The past few years show that specialized repositories have prospered, and we have more of them appearing every day, while über repositories that try to be all things to all people have not done well and have withered. 

We accept the diverse multirepository world as a fact. This still leaves us with the problem of managing and controlling enterprise content that is distributed across disparate repositories. Several approaches to solving this problem exist.

One school of thought suggests that even if you cannot consolidate content, you still must be able to consolidate access to this content. First, you deploy a single content integration hub. Then you use adaptors to connect the various content repositories to this hub. Once the repositories are connected, one must be able to access and control content stored in all of them via a single interface exposed by the hub. This is the approach promoted by standards such as JSR-170 and JSR-286. 

In practice, access consolidation turns out to be as difficult to implement as content consolidation. The integration hub becomes the single bottleneck that does not support all access patterns equally well. The broadly accepted conclusion now is that distributed content requires distributed access. 

Two architectural patterns have become particularly popular for building distributed applications: service-oriented architecture and representational state transfer. 

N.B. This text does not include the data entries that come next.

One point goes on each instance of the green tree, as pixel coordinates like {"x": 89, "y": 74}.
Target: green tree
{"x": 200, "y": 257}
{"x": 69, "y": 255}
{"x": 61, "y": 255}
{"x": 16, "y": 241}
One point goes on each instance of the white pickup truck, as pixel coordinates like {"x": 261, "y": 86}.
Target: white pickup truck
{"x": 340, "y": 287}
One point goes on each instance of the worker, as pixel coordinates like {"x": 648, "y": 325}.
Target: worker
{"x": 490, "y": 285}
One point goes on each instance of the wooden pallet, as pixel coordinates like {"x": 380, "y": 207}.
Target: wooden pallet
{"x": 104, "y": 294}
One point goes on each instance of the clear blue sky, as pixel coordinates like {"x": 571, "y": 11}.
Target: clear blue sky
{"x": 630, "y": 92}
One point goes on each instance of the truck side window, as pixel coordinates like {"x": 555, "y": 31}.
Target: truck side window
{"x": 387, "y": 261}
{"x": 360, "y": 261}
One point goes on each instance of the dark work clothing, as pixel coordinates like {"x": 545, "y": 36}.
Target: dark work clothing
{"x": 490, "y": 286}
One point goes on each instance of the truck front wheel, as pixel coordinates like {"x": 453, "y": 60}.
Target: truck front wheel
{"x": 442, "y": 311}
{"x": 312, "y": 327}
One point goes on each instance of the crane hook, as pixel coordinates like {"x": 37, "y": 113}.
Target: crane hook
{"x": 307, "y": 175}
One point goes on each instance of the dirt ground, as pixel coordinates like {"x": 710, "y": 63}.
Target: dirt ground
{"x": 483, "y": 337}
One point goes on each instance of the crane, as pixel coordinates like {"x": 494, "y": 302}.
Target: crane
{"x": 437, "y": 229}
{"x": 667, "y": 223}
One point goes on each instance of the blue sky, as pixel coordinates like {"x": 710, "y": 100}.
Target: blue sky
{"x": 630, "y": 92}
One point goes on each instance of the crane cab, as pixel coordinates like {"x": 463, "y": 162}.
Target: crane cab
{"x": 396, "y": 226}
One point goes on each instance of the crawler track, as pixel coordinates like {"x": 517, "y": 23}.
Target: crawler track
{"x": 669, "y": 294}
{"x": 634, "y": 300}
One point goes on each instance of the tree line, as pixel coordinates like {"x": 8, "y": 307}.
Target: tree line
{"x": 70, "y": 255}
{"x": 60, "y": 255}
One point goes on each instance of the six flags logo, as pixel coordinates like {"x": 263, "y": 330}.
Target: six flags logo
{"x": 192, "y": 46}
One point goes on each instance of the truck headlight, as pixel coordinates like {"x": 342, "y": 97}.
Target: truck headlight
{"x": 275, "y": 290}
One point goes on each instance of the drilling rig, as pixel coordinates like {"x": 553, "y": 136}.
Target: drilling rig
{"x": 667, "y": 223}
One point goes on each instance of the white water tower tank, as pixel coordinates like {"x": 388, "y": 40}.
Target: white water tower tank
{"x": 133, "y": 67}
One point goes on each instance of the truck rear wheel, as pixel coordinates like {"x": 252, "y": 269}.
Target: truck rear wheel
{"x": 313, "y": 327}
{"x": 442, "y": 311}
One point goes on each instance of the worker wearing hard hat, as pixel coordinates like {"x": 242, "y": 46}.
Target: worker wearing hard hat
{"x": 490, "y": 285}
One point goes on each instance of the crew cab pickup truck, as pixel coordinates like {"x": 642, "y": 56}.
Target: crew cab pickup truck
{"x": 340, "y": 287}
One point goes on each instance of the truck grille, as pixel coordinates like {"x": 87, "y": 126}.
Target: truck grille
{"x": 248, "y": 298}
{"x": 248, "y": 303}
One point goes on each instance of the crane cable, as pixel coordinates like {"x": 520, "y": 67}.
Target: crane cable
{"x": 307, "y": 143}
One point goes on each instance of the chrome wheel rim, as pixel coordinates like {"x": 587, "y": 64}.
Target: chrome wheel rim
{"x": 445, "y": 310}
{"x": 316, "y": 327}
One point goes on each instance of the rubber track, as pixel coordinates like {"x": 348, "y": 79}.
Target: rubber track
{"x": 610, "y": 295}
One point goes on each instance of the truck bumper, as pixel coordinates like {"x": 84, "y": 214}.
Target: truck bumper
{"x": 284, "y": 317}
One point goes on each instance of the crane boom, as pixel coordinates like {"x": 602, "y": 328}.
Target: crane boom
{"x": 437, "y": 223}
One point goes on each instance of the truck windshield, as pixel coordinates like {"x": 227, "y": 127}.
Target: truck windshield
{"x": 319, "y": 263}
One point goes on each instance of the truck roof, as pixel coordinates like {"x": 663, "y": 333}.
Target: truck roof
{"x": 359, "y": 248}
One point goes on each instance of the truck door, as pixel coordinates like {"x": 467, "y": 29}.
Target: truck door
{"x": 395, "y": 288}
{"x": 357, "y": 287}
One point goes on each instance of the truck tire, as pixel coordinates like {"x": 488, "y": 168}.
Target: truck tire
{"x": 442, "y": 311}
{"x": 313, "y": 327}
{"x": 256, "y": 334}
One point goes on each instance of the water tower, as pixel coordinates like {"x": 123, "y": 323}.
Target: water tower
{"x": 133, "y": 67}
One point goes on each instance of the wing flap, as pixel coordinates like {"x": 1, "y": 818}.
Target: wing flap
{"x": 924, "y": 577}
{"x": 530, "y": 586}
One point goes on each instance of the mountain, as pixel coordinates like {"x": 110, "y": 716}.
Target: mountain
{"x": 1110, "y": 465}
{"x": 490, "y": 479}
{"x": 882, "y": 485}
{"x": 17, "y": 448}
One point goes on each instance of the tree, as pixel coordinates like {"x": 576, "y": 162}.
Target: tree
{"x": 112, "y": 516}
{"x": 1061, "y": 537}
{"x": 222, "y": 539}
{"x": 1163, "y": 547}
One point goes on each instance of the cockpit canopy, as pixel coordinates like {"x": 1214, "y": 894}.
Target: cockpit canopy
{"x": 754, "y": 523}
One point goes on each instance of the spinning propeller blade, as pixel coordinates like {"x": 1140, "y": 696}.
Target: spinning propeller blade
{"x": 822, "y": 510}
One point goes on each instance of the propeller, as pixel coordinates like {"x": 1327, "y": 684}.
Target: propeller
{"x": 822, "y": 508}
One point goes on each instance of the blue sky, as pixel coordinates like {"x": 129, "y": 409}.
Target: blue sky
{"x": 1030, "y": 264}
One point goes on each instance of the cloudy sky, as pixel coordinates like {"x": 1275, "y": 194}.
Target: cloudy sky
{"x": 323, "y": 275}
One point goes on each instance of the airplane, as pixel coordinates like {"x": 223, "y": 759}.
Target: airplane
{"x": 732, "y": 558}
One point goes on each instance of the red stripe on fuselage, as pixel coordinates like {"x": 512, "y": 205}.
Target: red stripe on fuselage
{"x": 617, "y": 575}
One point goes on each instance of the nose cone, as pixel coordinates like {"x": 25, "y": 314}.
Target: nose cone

SOA says that the world is populated by services. Each service implements a well-defined interface, also known as the service contract. Applications can discover services. They can also invoke services by sending messages to their so-called endpoints. One can replace service A that has certain characteristics with service B that has a totally different set of characteristics. All that matters is that A and B implement the same service contract. In this sense, applications and services are said to be loosely coupled. 

From the REST point of view, the world consists of resources. Each resource has a unique resource identifier (URI). Resources can be subject to a few well-defined operations, such as GET, PUT, UPDATE, DELETE, and possibly others. These operations are interpreted by servers. Applications refer to resources via URIs and may not be aware of their physical location. HTTP is often the protocol used to submit requests to servers and receive responses.